Narrating how she ended up in New York, Ms. Danson claimed that she was accused of theft at her place of work but since she could not refund the money, she fled her village to Accra where she took refuge with a friend.

In addition, she was afraid to go back to her village, where she feared she would be killed because she refused to be made Queen mother of her village.

While in Accra, her host gave her a passport that bore her true name of Adelaide Abankwah, but with someone else's picture to travel to the US.

Unknown to her however, the US Immigration Service had Adelaide Abankwah in their database as someone who had been to the US on several occasions, and when she was asked the last time she was in the US, she claimed that April of 1977 was her first time.
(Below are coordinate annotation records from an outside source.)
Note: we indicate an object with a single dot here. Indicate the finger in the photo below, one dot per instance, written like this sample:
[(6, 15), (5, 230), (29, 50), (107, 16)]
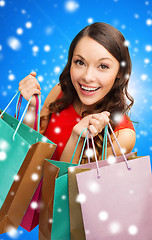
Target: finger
[(33, 74), (93, 130)]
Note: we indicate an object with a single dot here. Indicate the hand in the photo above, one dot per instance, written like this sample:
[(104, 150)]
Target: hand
[(30, 86), (94, 122)]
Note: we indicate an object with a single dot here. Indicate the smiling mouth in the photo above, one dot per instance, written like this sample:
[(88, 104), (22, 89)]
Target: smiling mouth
[(89, 89)]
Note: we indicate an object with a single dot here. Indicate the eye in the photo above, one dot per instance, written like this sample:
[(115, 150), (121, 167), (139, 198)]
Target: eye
[(79, 62), (103, 66)]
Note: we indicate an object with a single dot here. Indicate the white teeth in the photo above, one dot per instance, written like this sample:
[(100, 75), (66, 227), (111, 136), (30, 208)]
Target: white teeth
[(88, 89)]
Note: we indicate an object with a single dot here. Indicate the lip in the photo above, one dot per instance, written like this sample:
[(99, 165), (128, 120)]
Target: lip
[(87, 93)]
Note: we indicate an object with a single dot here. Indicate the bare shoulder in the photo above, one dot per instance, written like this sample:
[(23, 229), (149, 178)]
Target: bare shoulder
[(52, 96)]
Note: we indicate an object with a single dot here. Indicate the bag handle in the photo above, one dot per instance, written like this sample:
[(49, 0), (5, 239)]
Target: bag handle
[(77, 146), (126, 161), (37, 114)]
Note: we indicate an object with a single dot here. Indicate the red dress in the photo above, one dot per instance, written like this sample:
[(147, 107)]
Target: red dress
[(61, 124)]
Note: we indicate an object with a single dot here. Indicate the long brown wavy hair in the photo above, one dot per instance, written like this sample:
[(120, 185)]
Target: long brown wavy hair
[(118, 100)]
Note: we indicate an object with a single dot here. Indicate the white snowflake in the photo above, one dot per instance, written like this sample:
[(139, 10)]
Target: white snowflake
[(11, 77), (81, 198), (40, 78), (148, 48), (133, 230), (28, 24), (19, 31), (3, 156), (57, 130), (93, 186), (47, 48), (2, 3), (14, 43), (115, 227), (149, 22)]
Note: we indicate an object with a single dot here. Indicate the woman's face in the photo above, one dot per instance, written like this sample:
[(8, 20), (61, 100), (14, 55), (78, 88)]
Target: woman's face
[(93, 71)]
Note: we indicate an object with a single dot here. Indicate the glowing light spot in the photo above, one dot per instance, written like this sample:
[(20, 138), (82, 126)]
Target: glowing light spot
[(14, 43), (19, 31), (103, 215), (115, 227), (3, 156), (111, 159), (136, 16), (34, 205), (16, 178), (11, 77), (127, 43), (57, 69), (90, 20), (35, 49), (89, 152), (63, 197), (4, 145), (149, 22), (93, 186), (47, 48), (12, 232), (71, 169), (144, 77), (71, 6), (57, 130), (123, 64), (28, 24), (81, 198), (35, 176), (133, 230), (148, 48), (2, 3), (50, 220)]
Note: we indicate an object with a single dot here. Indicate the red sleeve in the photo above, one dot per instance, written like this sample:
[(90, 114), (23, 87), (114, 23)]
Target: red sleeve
[(124, 123)]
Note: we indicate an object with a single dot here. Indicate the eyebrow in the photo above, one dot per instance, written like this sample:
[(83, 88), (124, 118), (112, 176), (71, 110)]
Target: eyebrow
[(97, 60)]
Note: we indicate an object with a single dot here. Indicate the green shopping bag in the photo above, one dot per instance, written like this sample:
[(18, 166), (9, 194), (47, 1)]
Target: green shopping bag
[(22, 153), (54, 222)]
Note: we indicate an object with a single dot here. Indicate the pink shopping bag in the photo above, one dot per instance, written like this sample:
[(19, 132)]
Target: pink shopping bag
[(116, 202)]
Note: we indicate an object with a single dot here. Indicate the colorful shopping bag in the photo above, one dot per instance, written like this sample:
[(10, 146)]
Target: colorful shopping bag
[(54, 220), (114, 200), (76, 222), (22, 153)]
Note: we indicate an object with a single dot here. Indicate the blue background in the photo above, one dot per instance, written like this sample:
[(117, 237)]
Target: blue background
[(36, 24)]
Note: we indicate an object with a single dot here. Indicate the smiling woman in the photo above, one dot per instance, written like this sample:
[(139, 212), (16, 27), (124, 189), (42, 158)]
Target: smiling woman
[(92, 90)]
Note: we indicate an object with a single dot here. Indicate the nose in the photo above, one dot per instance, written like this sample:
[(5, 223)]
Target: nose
[(89, 74)]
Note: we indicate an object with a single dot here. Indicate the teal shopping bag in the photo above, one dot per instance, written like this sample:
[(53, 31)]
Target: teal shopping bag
[(22, 153), (54, 222)]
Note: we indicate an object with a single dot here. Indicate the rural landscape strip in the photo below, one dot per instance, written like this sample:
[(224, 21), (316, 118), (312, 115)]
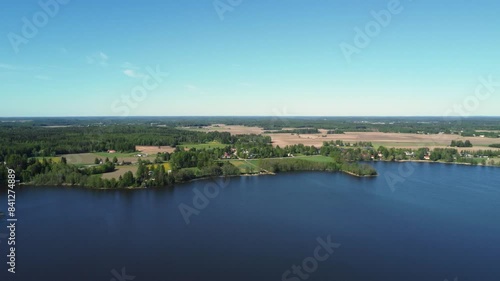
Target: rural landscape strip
[(143, 154)]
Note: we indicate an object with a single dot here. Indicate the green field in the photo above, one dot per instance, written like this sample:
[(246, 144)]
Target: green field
[(209, 145), (246, 166), (120, 171), (117, 155), (167, 166), (316, 158), (54, 159), (88, 158)]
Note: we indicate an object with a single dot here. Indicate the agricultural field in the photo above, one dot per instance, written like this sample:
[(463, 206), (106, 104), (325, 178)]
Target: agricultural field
[(209, 145), (316, 158), (120, 171), (166, 166), (88, 158), (54, 159), (154, 149), (233, 129), (246, 166)]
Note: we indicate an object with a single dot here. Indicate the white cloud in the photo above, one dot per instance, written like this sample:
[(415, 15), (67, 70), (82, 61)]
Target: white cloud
[(191, 87), (129, 65), (43, 77), (132, 73), (99, 58)]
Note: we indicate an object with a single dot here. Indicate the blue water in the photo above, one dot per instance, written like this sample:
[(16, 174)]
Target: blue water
[(437, 222)]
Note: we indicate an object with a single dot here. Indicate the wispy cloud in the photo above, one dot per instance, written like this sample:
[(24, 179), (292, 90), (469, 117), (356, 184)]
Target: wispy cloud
[(43, 77), (133, 73), (191, 87), (194, 89), (11, 67), (129, 65), (99, 58)]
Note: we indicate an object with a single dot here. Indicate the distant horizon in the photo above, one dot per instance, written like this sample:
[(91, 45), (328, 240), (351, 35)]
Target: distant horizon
[(269, 116), (250, 58)]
This inconsistency in her story coupled with the falsified picture in the passport sent a red flag to the Immigration officials at JFK International Airport, who detained Ms. Danson for further questioning.

Ms. Danson however swore during persistent questioning with Immigration officials and in court that her real name was Adelaide Abankwah.

Her sordid tale of killings by her tribal village with human heads dripping blood being paraded in her village, coupled with forced female genital mutilations of young girls, outraged the U.S. public, some of who saw Ghana as another backward, barbaric society where even cannibalism was being practiced.

As a result, feminists in the US, including Gloria Steinem, actress Julia Roberts and the former first lady, Hillary Rodman Clinton, took on her case, and hit the airwaves denouncing Ghanaians for barbarism, while rallying to Ms. Danson's cause.

Ms. Danson's appeal for asylum was denied in 1997, when the judge noted that Ghana had outlawed genital mutilation in 1994, and that her identity was in question. An appeals court however caved in to political pressure from the feminists and Mrs. Clinton, and reversed the decision in 1999.

In 2000 however, the US Immigration and Naturalization Service concluded that Ms. Danson's story was a figment of her imagination. The INS investigators alleged that she was a former hotel worker who assumed the identity of another person named Adelaide Abankwah, and that her real name is Regina Danson.

Ms. Danson was indicted last year for perjury, making false statement and obtaining passport through fraudulent means.

On January of this year, Ms. Danson was brought to the US Supreme Court to face criminal charges, during which Nana Kwa Bonko testified that Ms. Danson was not part of the town's royal family and that female genital mutilation is foreign to the customs and practices of his village.

A Federal grand jury in Brooklyn last week found her guilty of lying and falsifying official document, after deliberating for only five hours.

Ms. Danson is free on $200,000 bond, but she will be sentenced on March 23 of this year for up to 16 months in prison, after which she will be deported to Ghana.

A cross section of Ghanaians who were in court to witness the trial, heaved a sigh of relief and started clapping and dancing when Ms. Danson was found guilty.

One Ekow who claimed he hails from Biriwa, praised his Chief for restoring honour and dignity to his town.

"I am proud of my Chief, and today, I feel exonerated because tenants in my apartment complex have been teasing me and asking me whether I have a human head under my bed," he said. "You have no idea how shameful we felt as Ghanaians when this woman's story broke in the newspapers and on the various TV networks, but today, they will all eat their words," he concluded.